Avevano appena finito la loro semplice cena a base di pollo all’Alfredo e insalata greca, che avevano preparato insieme. In sottofondo suonava una musica indefinita, un’orribile pop acustico indie che Rose ascoltava in quei giorni. Ma non riusciva a rovinare il momento. Fuori la città era avvolto dal freddo buio, le luci dei lampioni brillavano e il gentile rimbombo del traffico nelle strade faceva da rumore di fondo.



È esattamente quello di cui avevo bisogno, pensò Avery. Perché ho cercato di allontanarla?



“Quindi cammineremo in punta di piedi attorno all’argomento di Ramirez per tutta la notte?” chiese Rose.



Avery ghignò. Era strano sentire il suo nome uscire dalla bocca di Rose… specialmente il suo cognome, come se anche lei lo conoscesse dal lavoro.



“Niente punta di piedi,” rispose Avery. “È solo che non voglio che tu ti debba prendere cura di quella lagna di tua madre per tutta la serata.”



“In una situazione del genere, va bene piangere un po’. Però non so se è la cosa migliore da fare chiudersi in una stanza d’ospedale. Voglio dire… non è deprimente?”



“A volte,” ammise Avery. “Ma mi piace pensare che anche io avrei qualcuno sempre al mio fianco se stessi lottando per la mia vita.”



“Sì, credo che lui farebbe lo stesso per te. Voglio dire, ci sarei anche io. Ma allo stesso tempo sai che ti sgriderebbe se sapesse cosa stai facendo.”



“È probabile.”



“Tu…” iniziò a chiederle Rose, ma si fermò come se avesse deciso che fosse meglio non domandare qualsiasi cosa le stesse per uscire dalla bocca.



“Va tutto bene,” la esortò Avery. “Puoi chiedermi qualsiasi cosa.”

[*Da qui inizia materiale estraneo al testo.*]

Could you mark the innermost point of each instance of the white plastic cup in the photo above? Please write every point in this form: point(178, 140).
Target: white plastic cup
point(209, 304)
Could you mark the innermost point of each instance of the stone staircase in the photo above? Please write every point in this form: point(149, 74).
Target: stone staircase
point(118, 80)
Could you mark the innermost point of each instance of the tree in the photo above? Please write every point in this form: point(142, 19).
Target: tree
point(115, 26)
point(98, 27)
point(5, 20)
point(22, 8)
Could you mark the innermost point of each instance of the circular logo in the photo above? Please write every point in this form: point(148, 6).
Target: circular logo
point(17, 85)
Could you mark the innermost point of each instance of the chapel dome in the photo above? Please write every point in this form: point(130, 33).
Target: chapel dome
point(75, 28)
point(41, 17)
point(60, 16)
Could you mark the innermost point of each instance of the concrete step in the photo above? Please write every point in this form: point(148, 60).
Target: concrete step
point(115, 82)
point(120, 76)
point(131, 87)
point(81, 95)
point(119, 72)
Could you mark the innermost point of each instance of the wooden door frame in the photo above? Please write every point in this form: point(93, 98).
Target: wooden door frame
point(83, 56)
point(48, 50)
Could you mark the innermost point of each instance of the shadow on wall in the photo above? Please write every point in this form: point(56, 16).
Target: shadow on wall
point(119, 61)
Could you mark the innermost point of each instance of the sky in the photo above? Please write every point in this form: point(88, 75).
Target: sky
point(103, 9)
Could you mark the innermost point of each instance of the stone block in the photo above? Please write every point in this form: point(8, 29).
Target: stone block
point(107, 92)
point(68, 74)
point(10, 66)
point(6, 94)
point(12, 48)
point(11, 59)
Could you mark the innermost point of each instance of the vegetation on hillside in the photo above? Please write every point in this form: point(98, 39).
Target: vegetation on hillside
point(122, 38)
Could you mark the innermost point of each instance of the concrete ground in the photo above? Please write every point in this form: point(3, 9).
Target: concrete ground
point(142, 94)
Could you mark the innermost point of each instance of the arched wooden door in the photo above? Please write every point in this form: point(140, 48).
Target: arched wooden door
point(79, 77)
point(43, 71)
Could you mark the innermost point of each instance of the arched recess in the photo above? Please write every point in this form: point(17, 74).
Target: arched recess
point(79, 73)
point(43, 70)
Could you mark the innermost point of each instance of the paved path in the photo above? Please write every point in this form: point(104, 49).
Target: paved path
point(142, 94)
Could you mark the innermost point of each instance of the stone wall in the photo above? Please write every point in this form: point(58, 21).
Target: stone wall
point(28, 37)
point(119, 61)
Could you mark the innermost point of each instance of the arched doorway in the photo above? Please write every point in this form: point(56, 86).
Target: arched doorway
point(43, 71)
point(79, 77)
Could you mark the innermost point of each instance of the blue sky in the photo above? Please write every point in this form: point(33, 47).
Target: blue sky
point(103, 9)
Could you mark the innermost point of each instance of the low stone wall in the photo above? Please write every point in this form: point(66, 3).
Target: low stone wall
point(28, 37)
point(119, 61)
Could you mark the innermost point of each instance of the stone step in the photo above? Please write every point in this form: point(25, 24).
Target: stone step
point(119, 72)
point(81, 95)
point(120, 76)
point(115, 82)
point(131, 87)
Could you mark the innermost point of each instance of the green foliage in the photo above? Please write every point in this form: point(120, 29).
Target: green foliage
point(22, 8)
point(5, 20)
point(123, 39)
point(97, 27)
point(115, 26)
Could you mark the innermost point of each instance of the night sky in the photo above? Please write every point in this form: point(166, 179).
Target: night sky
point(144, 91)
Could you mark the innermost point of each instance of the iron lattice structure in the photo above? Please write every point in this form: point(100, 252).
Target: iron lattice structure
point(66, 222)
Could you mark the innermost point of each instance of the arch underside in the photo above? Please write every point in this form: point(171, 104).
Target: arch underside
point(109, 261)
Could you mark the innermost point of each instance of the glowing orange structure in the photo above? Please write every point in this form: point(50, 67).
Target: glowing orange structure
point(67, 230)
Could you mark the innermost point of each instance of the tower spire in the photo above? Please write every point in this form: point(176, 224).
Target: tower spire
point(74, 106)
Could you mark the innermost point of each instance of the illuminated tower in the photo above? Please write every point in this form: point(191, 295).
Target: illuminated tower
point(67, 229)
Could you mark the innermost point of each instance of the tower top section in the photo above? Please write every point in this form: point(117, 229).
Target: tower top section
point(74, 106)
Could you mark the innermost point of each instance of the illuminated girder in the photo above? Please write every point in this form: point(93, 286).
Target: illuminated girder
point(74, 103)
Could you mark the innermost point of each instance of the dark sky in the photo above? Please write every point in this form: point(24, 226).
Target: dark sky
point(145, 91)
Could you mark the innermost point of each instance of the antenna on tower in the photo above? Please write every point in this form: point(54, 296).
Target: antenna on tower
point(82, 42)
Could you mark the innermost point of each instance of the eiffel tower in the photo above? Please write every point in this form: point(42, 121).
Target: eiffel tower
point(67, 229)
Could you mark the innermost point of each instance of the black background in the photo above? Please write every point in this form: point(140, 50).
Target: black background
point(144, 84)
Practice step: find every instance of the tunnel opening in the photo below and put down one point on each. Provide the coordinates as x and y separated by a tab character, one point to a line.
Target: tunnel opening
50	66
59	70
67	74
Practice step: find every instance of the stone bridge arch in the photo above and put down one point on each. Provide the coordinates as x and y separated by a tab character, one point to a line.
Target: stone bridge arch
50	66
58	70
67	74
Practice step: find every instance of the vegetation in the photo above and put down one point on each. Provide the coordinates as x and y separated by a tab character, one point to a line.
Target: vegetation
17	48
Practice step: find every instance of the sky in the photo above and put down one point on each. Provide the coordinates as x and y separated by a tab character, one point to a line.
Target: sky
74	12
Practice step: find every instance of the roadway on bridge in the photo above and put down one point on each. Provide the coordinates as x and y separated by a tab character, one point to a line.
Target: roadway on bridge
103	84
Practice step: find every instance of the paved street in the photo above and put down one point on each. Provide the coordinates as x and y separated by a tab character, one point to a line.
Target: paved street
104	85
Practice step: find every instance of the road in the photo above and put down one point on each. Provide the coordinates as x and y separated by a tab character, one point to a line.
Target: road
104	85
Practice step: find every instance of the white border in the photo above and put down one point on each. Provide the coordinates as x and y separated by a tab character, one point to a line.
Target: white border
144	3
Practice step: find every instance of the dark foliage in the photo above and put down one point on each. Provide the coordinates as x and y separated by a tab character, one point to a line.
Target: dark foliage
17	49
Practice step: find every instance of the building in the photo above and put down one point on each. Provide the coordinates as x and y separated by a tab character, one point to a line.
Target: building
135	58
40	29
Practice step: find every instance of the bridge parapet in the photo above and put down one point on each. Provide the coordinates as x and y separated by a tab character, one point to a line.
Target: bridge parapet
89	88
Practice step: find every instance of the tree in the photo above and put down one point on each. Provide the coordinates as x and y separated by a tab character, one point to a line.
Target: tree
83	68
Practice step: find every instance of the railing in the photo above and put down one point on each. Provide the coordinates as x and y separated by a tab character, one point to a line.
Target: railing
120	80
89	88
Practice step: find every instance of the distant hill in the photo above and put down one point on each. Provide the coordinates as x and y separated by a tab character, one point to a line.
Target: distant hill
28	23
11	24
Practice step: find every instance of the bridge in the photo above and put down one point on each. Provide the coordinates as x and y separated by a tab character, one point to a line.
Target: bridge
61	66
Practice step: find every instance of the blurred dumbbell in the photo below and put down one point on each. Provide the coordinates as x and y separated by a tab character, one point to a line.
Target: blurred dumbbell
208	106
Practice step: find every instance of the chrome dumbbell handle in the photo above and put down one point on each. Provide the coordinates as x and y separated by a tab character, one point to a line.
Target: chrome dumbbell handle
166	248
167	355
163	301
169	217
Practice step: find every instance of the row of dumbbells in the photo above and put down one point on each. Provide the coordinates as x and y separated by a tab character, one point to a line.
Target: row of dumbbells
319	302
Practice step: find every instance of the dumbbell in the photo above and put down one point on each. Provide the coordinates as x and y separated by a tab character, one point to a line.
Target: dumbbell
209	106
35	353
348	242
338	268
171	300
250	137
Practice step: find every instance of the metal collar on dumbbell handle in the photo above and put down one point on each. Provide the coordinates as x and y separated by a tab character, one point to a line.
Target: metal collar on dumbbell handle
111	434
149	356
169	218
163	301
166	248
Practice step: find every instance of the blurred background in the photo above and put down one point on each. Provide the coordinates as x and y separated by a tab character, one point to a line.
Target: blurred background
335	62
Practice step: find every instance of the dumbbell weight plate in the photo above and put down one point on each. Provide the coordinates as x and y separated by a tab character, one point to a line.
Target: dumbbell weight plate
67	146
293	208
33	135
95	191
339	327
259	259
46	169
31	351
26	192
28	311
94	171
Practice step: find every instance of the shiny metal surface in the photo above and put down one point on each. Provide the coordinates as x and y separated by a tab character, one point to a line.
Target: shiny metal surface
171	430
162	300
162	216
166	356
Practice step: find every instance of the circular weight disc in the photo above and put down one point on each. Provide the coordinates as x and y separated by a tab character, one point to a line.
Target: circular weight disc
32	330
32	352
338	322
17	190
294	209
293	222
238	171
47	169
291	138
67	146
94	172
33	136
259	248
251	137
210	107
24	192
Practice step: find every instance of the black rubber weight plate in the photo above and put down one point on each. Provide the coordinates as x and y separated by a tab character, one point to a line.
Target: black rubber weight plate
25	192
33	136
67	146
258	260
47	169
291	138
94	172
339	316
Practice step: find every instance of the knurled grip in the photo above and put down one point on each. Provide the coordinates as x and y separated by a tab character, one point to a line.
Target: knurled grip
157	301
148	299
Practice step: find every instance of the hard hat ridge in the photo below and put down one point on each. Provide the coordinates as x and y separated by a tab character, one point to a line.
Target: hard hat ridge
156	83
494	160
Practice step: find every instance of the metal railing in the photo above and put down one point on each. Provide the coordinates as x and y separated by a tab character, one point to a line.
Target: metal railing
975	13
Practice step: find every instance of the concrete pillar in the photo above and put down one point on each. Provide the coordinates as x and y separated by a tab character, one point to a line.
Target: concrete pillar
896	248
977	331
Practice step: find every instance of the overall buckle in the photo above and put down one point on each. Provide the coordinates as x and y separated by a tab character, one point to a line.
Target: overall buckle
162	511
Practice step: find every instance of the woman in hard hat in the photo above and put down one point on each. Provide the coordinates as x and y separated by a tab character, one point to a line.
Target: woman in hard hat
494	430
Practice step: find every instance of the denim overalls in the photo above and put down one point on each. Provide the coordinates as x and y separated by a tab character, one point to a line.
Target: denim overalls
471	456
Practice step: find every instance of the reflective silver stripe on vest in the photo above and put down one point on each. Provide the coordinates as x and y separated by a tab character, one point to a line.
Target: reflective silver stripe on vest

“Hai un presentimento? Tipo… in qualche modo il tuo istinto ti dice se ce la farà o no?”



Era una domanda difficile a cui rispondere. Non aveva nessun presentimento, per un verso o per l’altro. E forse era per quello che la situazione stava avendo un impatto così forte su di lei. Non c’erano certezze. Nessun istinto primordiale che le dicesse che sarebbe andato tutto a posto.



“No, non ancora.”



“Un’altra domanda ancora,” disse Rose. “Lo ami?”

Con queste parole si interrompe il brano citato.